WSRE will share local eclipse coverage with NOVA producers for special day-of-event presentation on PBS
NOVA “Eclipse Over America” airs Monday at 8 p.m. on WSRE
PENSACOLA, Fla., August 17, 2017―On Monday, Aug. 21, America’s eyes will be glued to the skies as the mainland United States experiences the first total solar eclipse since 1979, and the first to cross the USA since 1918. PBS’ award-winning science series, NOVA, produced by WGBH Boston, will capture the spectacular event in a special presentation to air hours after it takes place. WSRE will broadcast “Eclipse Across America” at 8 p.m. on Monday with hopes of seeing the station’s own video of Pensacola eclipse watchers appear on the show.

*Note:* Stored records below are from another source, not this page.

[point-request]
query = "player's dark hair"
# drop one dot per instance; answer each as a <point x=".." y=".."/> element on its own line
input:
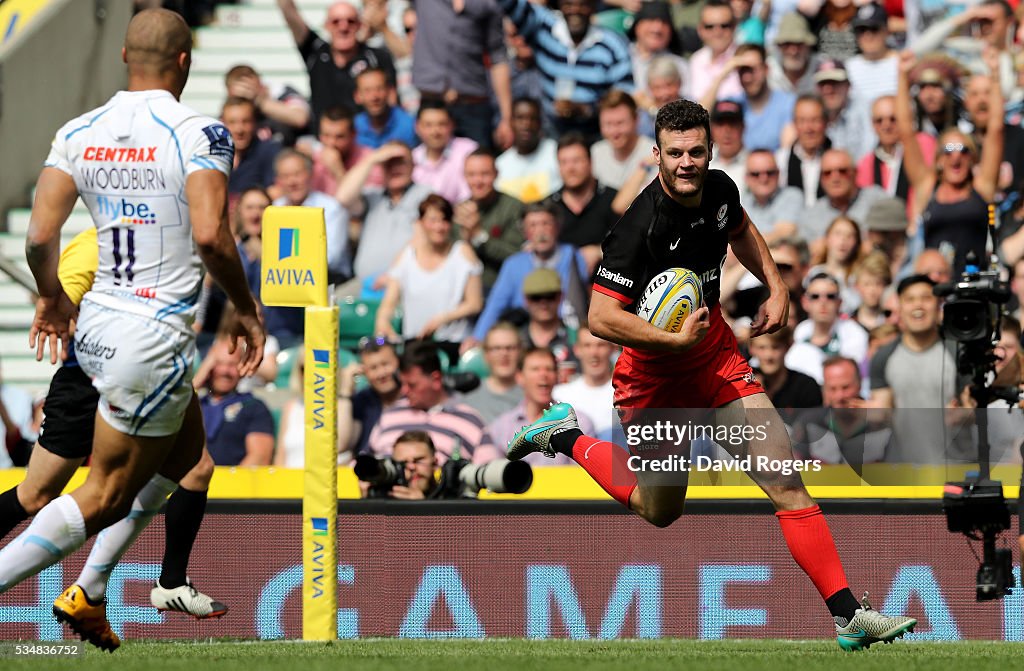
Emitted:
<point x="681" y="115"/>
<point x="438" y="203"/>
<point x="526" y="353"/>
<point x="572" y="138"/>
<point x="417" y="436"/>
<point x="422" y="354"/>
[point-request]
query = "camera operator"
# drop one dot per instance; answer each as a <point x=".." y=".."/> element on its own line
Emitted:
<point x="410" y="473"/>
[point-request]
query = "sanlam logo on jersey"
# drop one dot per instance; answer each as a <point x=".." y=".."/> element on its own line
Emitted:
<point x="288" y="247"/>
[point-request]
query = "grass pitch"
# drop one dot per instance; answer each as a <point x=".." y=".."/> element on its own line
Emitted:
<point x="676" y="655"/>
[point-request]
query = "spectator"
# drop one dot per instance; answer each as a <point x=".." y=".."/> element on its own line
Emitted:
<point x="841" y="196"/>
<point x="952" y="193"/>
<point x="665" y="83"/>
<point x="976" y="119"/>
<point x="582" y="60"/>
<point x="16" y="433"/>
<point x="727" y="139"/>
<point x="788" y="390"/>
<point x="838" y="256"/>
<point x="294" y="179"/>
<point x="843" y="434"/>
<point x="583" y="204"/>
<point x="824" y="334"/>
<point x="338" y="151"/>
<point x="833" y="23"/>
<point x="773" y="208"/>
<point x="886" y="223"/>
<point x="845" y="128"/>
<point x="459" y="47"/>
<point x="388" y="214"/>
<point x="291" y="450"/>
<point x="717" y="30"/>
<point x="427" y="407"/>
<point x="253" y="157"/>
<point x="916" y="372"/>
<point x="488" y="219"/>
<point x="541" y="226"/>
<point x="766" y="112"/>
<point x="380" y="122"/>
<point x="283" y="112"/>
<point x="621" y="150"/>
<point x="544" y="328"/>
<point x="239" y="427"/>
<point x="870" y="279"/>
<point x="872" y="71"/>
<point x="334" y="64"/>
<point x="801" y="162"/>
<point x="499" y="390"/>
<point x="792" y="70"/>
<point x="528" y="170"/>
<point x="652" y="36"/>
<point x="439" y="161"/>
<point x="537" y="375"/>
<point x="884" y="166"/>
<point x="436" y="281"/>
<point x="359" y="411"/>
<point x="592" y="391"/>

NOVA’s most extensive fast-turnaround film to date, “Eclipse Over America” will be the ultimate companion to this spectacular celestial event. NOVA will follow teams working on the forefront of solar science and solar storm detection, incorporating immersive CGI animation to reveal the sun’s secret mechanisms, stunning sequences of the eclipse itself, NASA footage and more. NOVA is collaborating with several public television stations, including WSRE, who will provide footage shot in their own back yards, illustrating the excitement the eclipse generates across the nation.

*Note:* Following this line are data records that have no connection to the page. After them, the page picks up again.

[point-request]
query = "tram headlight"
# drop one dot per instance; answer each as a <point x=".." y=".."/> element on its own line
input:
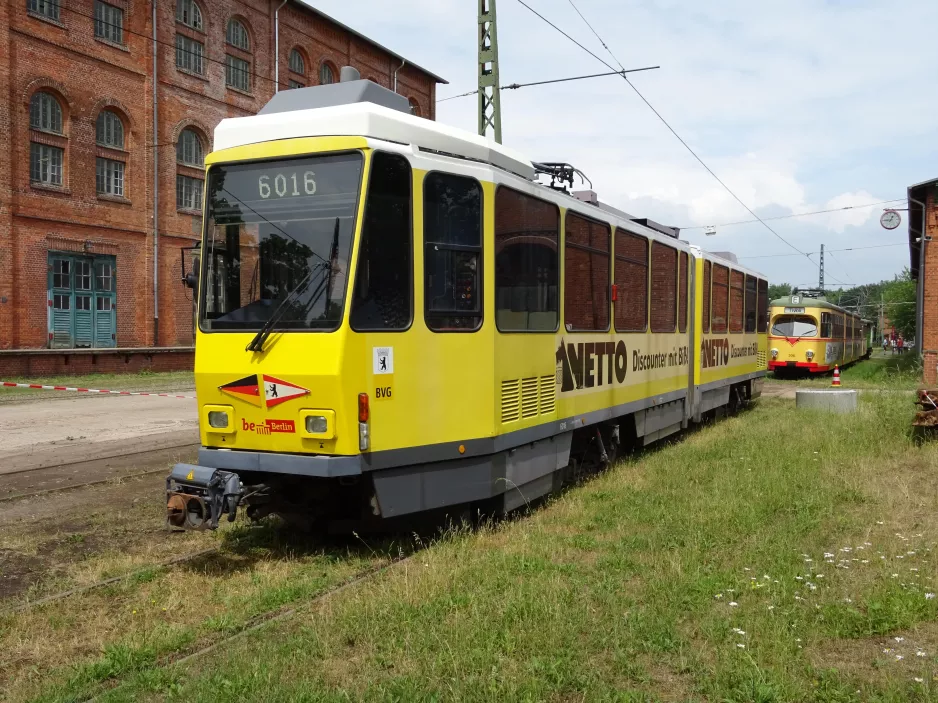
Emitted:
<point x="317" y="424"/>
<point x="218" y="419"/>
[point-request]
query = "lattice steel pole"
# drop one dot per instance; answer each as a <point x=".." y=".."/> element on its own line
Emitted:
<point x="821" y="271"/>
<point x="490" y="104"/>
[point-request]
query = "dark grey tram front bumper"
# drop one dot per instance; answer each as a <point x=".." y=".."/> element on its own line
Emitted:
<point x="197" y="496"/>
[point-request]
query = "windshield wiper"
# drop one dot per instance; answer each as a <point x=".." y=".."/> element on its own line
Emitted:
<point x="257" y="344"/>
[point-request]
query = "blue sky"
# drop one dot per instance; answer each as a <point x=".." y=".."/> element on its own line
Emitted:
<point x="798" y="106"/>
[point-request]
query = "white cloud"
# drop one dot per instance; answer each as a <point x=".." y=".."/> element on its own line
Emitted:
<point x="797" y="106"/>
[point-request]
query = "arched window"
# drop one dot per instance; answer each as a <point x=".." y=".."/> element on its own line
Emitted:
<point x="45" y="113"/>
<point x="109" y="130"/>
<point x="189" y="155"/>
<point x="188" y="12"/>
<point x="297" y="64"/>
<point x="189" y="149"/>
<point x="46" y="8"/>
<point x="46" y="160"/>
<point x="326" y="74"/>
<point x="237" y="35"/>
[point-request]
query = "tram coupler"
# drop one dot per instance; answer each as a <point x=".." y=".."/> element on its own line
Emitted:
<point x="197" y="497"/>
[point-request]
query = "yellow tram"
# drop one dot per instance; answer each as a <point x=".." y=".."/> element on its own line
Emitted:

“NOVA’s producers have invited us to provide five minutes of footage from Pensacola,” said WSRE Producer/Director Ted King. “We’re planning to capture footage from the PSC planetarium, Blue Wahoos Stadium and Pensacola Beach in hopes they will use a portion of it for the national broadcast.”
Pensacola State College astronomer Lauren Rogers and retired professor Wayne Wooten are expected to host a public viewing of the partial eclipse outside the college’s planetarium; the Pensacola Blue Wahoos have invited the community to witness the eclipse from the stadium; and NOVA specifically requested footage from Pensacola Beach.

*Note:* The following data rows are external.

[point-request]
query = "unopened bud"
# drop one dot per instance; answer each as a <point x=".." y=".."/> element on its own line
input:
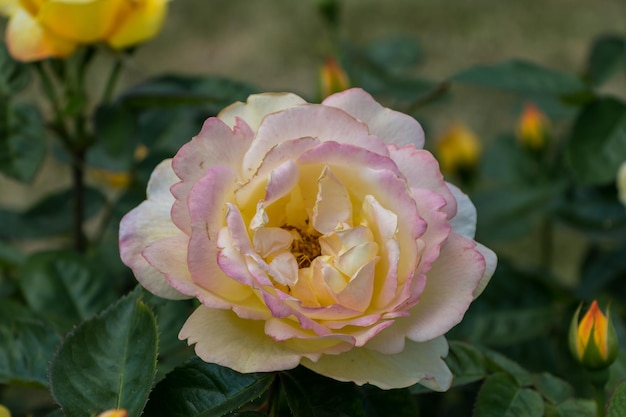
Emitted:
<point x="333" y="78"/>
<point x="593" y="340"/>
<point x="533" y="128"/>
<point x="458" y="151"/>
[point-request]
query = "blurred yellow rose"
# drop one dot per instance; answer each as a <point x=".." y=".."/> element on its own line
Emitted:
<point x="40" y="29"/>
<point x="458" y="150"/>
<point x="533" y="128"/>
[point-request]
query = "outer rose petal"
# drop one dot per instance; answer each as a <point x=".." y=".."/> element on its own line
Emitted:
<point x="257" y="107"/>
<point x="147" y="223"/>
<point x="80" y="21"/>
<point x="421" y="170"/>
<point x="464" y="222"/>
<point x="461" y="271"/>
<point x="418" y="362"/>
<point x="241" y="345"/>
<point x="391" y="126"/>
<point x="142" y="22"/>
<point x="27" y="40"/>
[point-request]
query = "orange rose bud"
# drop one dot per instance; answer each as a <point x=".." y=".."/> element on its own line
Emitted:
<point x="333" y="78"/>
<point x="533" y="128"/>
<point x="593" y="340"/>
<point x="458" y="150"/>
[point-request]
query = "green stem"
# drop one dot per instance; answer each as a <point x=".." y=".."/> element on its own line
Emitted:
<point x="600" y="397"/>
<point x="546" y="243"/>
<point x="78" y="178"/>
<point x="598" y="379"/>
<point x="111" y="81"/>
<point x="272" y="397"/>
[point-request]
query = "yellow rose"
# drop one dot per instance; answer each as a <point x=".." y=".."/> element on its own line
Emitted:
<point x="40" y="29"/>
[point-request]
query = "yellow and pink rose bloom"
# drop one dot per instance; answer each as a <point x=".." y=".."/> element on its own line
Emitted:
<point x="312" y="234"/>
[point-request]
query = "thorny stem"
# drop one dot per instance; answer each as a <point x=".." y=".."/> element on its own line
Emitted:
<point x="272" y="397"/>
<point x="546" y="243"/>
<point x="111" y="81"/>
<point x="600" y="398"/>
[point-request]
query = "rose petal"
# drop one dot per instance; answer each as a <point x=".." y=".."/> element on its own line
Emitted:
<point x="28" y="40"/>
<point x="421" y="170"/>
<point x="418" y="362"/>
<point x="332" y="205"/>
<point x="257" y="107"/>
<point x="215" y="145"/>
<point x="242" y="345"/>
<point x="464" y="222"/>
<point x="80" y="21"/>
<point x="310" y="121"/>
<point x="460" y="271"/>
<point x="208" y="208"/>
<point x="148" y="223"/>
<point x="142" y="21"/>
<point x="389" y="125"/>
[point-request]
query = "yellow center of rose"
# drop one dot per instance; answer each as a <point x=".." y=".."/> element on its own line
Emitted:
<point x="305" y="246"/>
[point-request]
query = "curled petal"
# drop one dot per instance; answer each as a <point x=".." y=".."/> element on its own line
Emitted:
<point x="389" y="125"/>
<point x="242" y="344"/>
<point x="28" y="40"/>
<point x="417" y="363"/>
<point x="455" y="278"/>
<point x="464" y="222"/>
<point x="141" y="22"/>
<point x="310" y="121"/>
<point x="257" y="107"/>
<point x="146" y="224"/>
<point x="80" y="21"/>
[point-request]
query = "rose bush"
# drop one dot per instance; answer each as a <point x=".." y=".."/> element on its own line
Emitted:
<point x="313" y="234"/>
<point x="40" y="29"/>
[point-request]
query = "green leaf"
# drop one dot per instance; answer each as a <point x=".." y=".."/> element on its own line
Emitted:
<point x="325" y="396"/>
<point x="49" y="216"/>
<point x="506" y="162"/>
<point x="10" y="255"/>
<point x="14" y="75"/>
<point x="22" y="140"/>
<point x="522" y="77"/>
<point x="171" y="315"/>
<point x="365" y="71"/>
<point x="572" y="407"/>
<point x="296" y="396"/>
<point x="27" y="344"/>
<point x="597" y="145"/>
<point x="553" y="389"/>
<point x="64" y="287"/>
<point x="594" y="211"/>
<point x="617" y="402"/>
<point x="511" y="212"/>
<point x="500" y="396"/>
<point x="115" y="127"/>
<point x="602" y="268"/>
<point x="378" y="402"/>
<point x="607" y="54"/>
<point x="466" y="363"/>
<point x="499" y="363"/>
<point x="200" y="389"/>
<point x="107" y="362"/>
<point x="396" y="53"/>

“They have a small amount of time to insert video coming in from all over the country. We will do all we can for Pensacola to be included on this NOVA special, and if it happens, that would be a pretty big deal,” said King.
This extraordinary cosmic spectacle will pass through 13 states, and everyone in the continental U.S. will have the opportunity to see at least a partial eclipse, making it the most widely viewed American eclipse of all time. Commencing at 12:15 p.m. CDT, a lunar shadow 73 miles wide will take one hour and 33 minutes to travel from Oregon on the west coast to South Carolina on the east, allowing continuous observation for 90 minutes.
“NOVA is thrilled to provide our audiences across the U.S. with an up close, in-depth look at this extraordinary event,” said Paula S. Apsell, Senior Executive Producer of NOVA. “We are excited to share the experience with viewers and provide a scientific perspective on the celestial mechanism behind this total solar eclipse and what it can tell us about the inner workings of our sun.”
This extraordinary cosmic spectacle will pass through 13 states, and everyone in the continental U.S. will have the opportunity to see at least a partial eclipse, making it the most widely viewed American eclipse of all time. Commencing at 10:15 a.m. PDT (12:15 p.m. CDT), a lunar shadow 73 miles wide will take one hour and 33 minutes to travel from Oregon on the west coast to South Carolina on the east, allowing continuous observation for 90 minutes.
NOVA “Eclipse Over America” will be available to stream the morning after broadcast on all station-branded PBS platforms, including PBS.org and PBS apps for iOS, Android, Roku, Apple TV, Amazon Fire TV and Chromecast. WSRE will air an encore presentation on Wednesday, Aug. 23 at 7 p.m.